I know this is hard to do, but if you have missed the move, and the stock has taken off or sold off, this is not the time to enter. Patience becomes very important when there is a lot of momentum behind the move, especially for an options trader. It is hard to be patient at the time but patience pays off, there are very few times in the market when a stock that has popped up or sold off that it won’t retrace and create another entry in the very near future. In fact, if price is moving up rapidly, the implied volatility can increase and actually result in spending more money on the trade than you should, and inevitably, the stock might actually reverse. Wait for your entry and make sure that you are being patient, there are hundreds of options trades that set up each day if you miss one trade another will show up, this is one of the only guarantees in the market, there will always be another trade. One tip that I can give is that if you feel that you are missing too many trades is to journal. Write down the potential entry, and if the trade would have worked out or not. Keep the list, and after a good sample of trades review your data and see if the trades you missed would have been mostly profitable or not. If they would have worked out then take a look at your trading rules and adjust. If not then you can rest assured that missing a few trades is just a part of trading.

3. Don’t buy Tops or Bottoms

Swing trading options means that you can place trades at anytime, and while it may be tempting to place a trade as price of an underlying looks like it might be moving through a previous high, this is often the time when price will actually pull back. This scenario means that what you might think is a missed opportunity, is only a day away from a better trade entry. Don’t be a trader who buys a call when a stock is up at a high thinking that the momentum it has will last for ever. Same is true when a stock is selling off, when it looks the worst it is generally the time that a bottom will form and the stock will move up, creating an opportunity for an entry. Wait patiently for a pull back, and if in doubt read rule #2.

4. Don’t trade after stock has already had a large move

This can be a difficult thing to do, as a trader, you want to trade, you want to be active in the market. Sometimes the hardest thing to do is actually, not trading. If you can identify that the price of a stock has already taken off, when you see higher highs on a 5 mins chart, then be patient. Socks tend to have large fast moves when they become extended to the down side and to the upside. These moves are very alluring to traders calling then to jump in. Typically by the time a traders sees the trend the trend is over and the big traders are taking profits and heading for the exits. Try not to dwell on what might have been, what matters as a trader is what actually happened. This is why having a trading plan is so important, to keep your trading consistent.

5. 5 Minute Chart

The 5 min chart is a great way to find highs and lows and time your entries. Even though I am in trades for a few days to a few weeks, I like to use the 5 min chart to find good zones to enter and exit my trades. By using a short term chart for entries I am able to fine tune my trades and get better fills for my trades.
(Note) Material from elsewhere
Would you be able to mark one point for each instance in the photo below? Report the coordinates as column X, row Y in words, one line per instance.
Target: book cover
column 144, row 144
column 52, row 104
For example with trade entries, I like to see if we are at a high or low for the day and what the trend is. If I want to buy a call and we are at the high of the day, then I will use the 5 min chart to look for a pull back to support before I will buy the call. If the market is selling off then I will look for a bottom to be formed on the 5 min chart before I will buy the call. If the market is making big moves or stuck in consolidation, then the 5 min chart if also a great way to visualize when the trend stops or the consolidation breaks. Don’t neglect entries and exits as a trader, pick an entry then try our a short term chart to fine tune your options trade.